I stared at the fluttering wisp, transfixed, then reached out to disentangle it from the thorns. Fascinated, I rubbed the red scrap between my fingers, draped it across my palm, and turned to show it to Kit.
“Look,” I whispered. “It’s silk.”
&n
bsp; “So it is,” he said, stroking the cloth with a fingertip.
“It was stuck on the blackberry bush,” I said. “But the rain hasn’t rotted it and the sun hasn’t bleached it, so it can’t have been hanging there for very long.”
“It looks like a fresh tear as well.” Kit ran his finger along the scrap’s frayed edge, frowning pensively. “It’s not the sort of thing I’d expect hikers or horseback riders to wear.”
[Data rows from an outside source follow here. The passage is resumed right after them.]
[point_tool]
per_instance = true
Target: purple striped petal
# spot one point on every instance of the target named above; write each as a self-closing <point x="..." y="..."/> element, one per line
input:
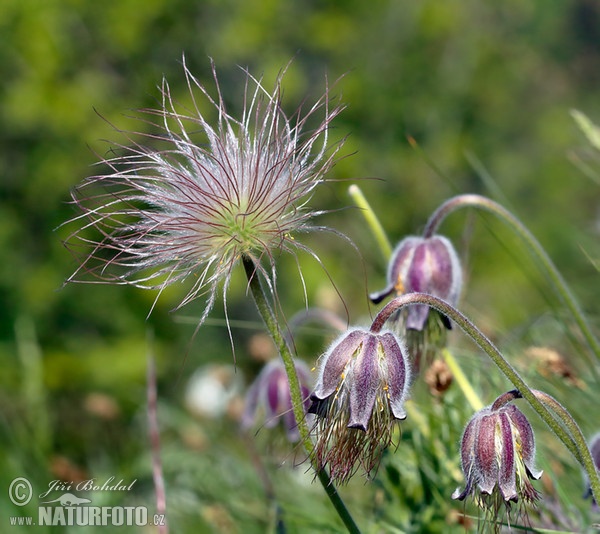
<point x="335" y="361"/>
<point x="365" y="382"/>
<point x="507" y="480"/>
<point x="527" y="439"/>
<point x="398" y="379"/>
<point x="486" y="463"/>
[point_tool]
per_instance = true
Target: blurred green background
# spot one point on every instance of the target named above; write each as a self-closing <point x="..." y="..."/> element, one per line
<point x="484" y="88"/>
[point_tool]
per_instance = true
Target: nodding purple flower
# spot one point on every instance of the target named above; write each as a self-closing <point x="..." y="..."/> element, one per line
<point x="269" y="398"/>
<point x="203" y="195"/>
<point x="497" y="456"/>
<point x="424" y="265"/>
<point x="360" y="393"/>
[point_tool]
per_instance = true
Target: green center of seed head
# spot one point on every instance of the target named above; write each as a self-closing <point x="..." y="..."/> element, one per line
<point x="243" y="230"/>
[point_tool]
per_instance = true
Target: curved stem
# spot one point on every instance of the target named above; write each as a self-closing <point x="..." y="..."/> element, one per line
<point x="532" y="244"/>
<point x="462" y="381"/>
<point x="490" y="349"/>
<point x="372" y="221"/>
<point x="586" y="459"/>
<point x="267" y="315"/>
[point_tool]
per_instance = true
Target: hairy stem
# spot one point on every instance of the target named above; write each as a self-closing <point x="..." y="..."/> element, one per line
<point x="574" y="445"/>
<point x="267" y="315"/>
<point x="556" y="279"/>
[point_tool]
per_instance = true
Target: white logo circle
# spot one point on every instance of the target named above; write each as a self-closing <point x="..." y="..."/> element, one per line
<point x="20" y="491"/>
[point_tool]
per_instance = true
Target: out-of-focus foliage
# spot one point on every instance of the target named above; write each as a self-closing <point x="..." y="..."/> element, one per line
<point x="484" y="88"/>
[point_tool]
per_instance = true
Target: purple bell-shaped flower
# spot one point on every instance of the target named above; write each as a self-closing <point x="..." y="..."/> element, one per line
<point x="360" y="392"/>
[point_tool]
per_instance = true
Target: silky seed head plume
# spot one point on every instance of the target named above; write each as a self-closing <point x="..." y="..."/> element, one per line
<point x="208" y="196"/>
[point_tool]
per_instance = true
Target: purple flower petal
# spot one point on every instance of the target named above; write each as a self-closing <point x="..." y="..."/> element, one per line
<point x="486" y="462"/>
<point x="507" y="473"/>
<point x="365" y="381"/>
<point x="398" y="378"/>
<point x="527" y="439"/>
<point x="335" y="361"/>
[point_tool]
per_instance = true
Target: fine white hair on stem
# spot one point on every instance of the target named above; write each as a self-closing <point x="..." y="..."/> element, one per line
<point x="189" y="199"/>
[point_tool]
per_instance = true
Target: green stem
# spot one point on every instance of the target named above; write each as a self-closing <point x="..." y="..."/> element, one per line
<point x="533" y="245"/>
<point x="565" y="417"/>
<point x="372" y="221"/>
<point x="571" y="442"/>
<point x="462" y="380"/>
<point x="267" y="315"/>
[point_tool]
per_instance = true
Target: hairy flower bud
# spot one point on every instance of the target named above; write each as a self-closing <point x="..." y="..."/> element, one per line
<point x="497" y="456"/>
<point x="269" y="397"/>
<point x="424" y="265"/>
<point x="362" y="385"/>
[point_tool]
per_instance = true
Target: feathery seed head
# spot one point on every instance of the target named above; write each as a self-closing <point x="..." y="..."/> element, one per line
<point x="210" y="195"/>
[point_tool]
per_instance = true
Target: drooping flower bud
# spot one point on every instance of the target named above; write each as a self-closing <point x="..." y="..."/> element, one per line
<point x="362" y="385"/>
<point x="497" y="456"/>
<point x="425" y="265"/>
<point x="269" y="397"/>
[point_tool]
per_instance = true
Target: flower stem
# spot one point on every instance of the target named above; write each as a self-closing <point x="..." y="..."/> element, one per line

“No, it’s not,” I agreed, my voice quivering with the thrill of discovery. “But in Will’s drawing, Rendor’s cloak has a crimson lining. He must have caught it on the thorns when he passed this way.” I looked up at Kit. “And I’ll bet you anything that he passed this way a short time after he stood beneath your old friend, the apple tree, watching you, Rob, and Will on the bridle path.” I shivered at the thought and turned to look at the decaying headstones. “He must have felt right at home here.”
Kit, too, turned to look at the headstones. Then he took the wisp of crimson silk from my hand and held it dangling at eye level.
“Lori,” he declared. “I do believe you’ve finally found a clue.”
Seven
Kit tucked the ragged scrap of silk into his breast pocket and passed the cup of tea back to me.
“I don’t suppose there’s the slightest chance of persuading you to call in the police,” he said resignedly.
“Not the slightest,” I assured him. “I’ve had a hard enough time getting you to believe me. Can you imagine what a desk sergeant would say if I told him that a pseudovampire was stalking my sons?”
“You’re wasting police time, madam,” Kit intoned in a ponderous rumble.
“Something like that,” I said. “Then he’d remember the newspaper stories about Abaddon shooting me in Scotland, and he’d treat me like a crazy woman who sees stalkers hiding around every corner. He’d probably send me off to see a shrink.” I shook my head. “Sorry, Kit, but it’s up to us to find Rendor—if you’re still willing to help me, that is.”
“Do you really think I’d back out now?” Kit asked, reverting to his natural voice. “It’s my fault he’s still at large, Lori. I was careless on Sunday. I should have been more thorough when I checked out the boys’ story, but I’ve been…distracted lately.”